2021SC@SDUSC Hbase project source code analysis - flush

Posted by Ruski on Fri, 15 Oct 2021 20:35:07 +0200

2021SC@SDUSC

catalogue

1, Introduction

2, Source code analysis

1, Introduction

HBase is a distributed database based on LSM model (log structured merge trees). Compared with the B + tree used in Oracle ordinary index, a major feature of LSM model is that it adopts a balance between reading and writing, sacrificing the performance of some read data to greatly improve the performance of writing data. Therefore, HBase can write data so fast (it returns immediately after writing data into memory and log files).

However, it is inappropriate to store data in memory and log. Memory is very limited, scarce and important. Continuous writing will cause memory overflow, and log writing is only a protective measure taken because the memory data system goes down or disappears immediately after the process exits, not as a means of final data persistence, In addition, when writing to the log, it is only a simple addition, which will greatly reduce the efficiency of reading data.

The flush of MemStore is an effective measure to solve the above problems.
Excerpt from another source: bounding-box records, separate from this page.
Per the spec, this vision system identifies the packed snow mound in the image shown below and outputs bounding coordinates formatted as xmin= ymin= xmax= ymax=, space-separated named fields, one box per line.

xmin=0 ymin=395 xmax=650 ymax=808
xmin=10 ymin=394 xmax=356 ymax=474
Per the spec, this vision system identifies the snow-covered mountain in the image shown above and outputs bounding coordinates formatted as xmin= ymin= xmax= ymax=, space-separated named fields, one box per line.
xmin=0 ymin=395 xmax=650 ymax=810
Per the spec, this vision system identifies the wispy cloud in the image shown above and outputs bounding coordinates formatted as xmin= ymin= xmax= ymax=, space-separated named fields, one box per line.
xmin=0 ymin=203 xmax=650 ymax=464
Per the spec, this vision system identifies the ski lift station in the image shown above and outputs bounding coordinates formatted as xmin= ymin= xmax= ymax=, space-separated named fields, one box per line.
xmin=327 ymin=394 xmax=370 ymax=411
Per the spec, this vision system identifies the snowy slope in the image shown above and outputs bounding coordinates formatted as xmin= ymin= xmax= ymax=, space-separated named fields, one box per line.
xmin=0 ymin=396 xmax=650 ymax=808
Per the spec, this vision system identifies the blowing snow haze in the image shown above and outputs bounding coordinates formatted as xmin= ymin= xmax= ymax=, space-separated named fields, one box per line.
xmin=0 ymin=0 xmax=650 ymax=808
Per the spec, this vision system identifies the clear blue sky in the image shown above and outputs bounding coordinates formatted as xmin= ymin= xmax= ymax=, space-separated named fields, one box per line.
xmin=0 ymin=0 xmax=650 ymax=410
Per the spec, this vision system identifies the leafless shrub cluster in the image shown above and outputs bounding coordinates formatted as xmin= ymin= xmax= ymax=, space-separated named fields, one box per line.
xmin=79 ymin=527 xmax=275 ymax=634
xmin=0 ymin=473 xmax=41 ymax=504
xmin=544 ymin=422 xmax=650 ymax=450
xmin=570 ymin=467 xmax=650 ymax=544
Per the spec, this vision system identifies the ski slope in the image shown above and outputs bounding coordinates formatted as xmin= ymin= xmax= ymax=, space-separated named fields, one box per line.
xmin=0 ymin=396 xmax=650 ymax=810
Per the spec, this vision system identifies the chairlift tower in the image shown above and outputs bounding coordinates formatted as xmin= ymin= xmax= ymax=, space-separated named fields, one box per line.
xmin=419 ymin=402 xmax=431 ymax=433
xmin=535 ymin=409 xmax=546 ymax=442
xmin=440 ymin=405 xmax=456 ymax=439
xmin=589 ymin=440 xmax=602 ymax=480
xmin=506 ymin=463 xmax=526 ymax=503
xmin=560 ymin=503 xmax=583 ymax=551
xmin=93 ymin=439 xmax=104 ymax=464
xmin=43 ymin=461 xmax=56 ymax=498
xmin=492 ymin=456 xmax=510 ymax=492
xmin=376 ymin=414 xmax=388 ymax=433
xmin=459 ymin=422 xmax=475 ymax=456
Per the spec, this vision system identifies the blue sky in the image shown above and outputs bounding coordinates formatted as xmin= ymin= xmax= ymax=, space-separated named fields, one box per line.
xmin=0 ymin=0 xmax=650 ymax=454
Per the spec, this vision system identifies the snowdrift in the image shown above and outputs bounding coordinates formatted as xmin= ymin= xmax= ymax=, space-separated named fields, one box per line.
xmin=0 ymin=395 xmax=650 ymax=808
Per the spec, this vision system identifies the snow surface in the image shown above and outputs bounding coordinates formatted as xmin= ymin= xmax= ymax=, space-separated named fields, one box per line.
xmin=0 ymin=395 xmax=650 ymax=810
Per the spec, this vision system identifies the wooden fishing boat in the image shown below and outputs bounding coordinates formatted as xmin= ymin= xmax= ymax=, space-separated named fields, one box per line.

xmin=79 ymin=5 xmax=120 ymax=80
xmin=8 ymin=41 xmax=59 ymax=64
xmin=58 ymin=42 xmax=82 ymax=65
Follow the previous chapter< 2021SC@SDUSC After the HBase (II) project source code analysis - flush, this time analyze the core method of MemStore flush on hregon, internalFlushcache().

2, Source code analysis

First, you need to judge whether the services related to the RegionServer on the next hregon are normal

if (this.rsServices != null && this.rsServices.isAborted()) {
    throw new IOException("Aborting flush because server is aborted...");
}

Get start time

final long startTime = EnvironmentEdgeManager.currentTime();

If there is no cache to refresh, it will be returned, but we need to safely update the sequence id of the Region;

    if (this.memstoreSize.get() <= 0) {
      // Take an update lock because am about to change the sequence id and we want the sequence id
      // to be at the border of the empty memstore.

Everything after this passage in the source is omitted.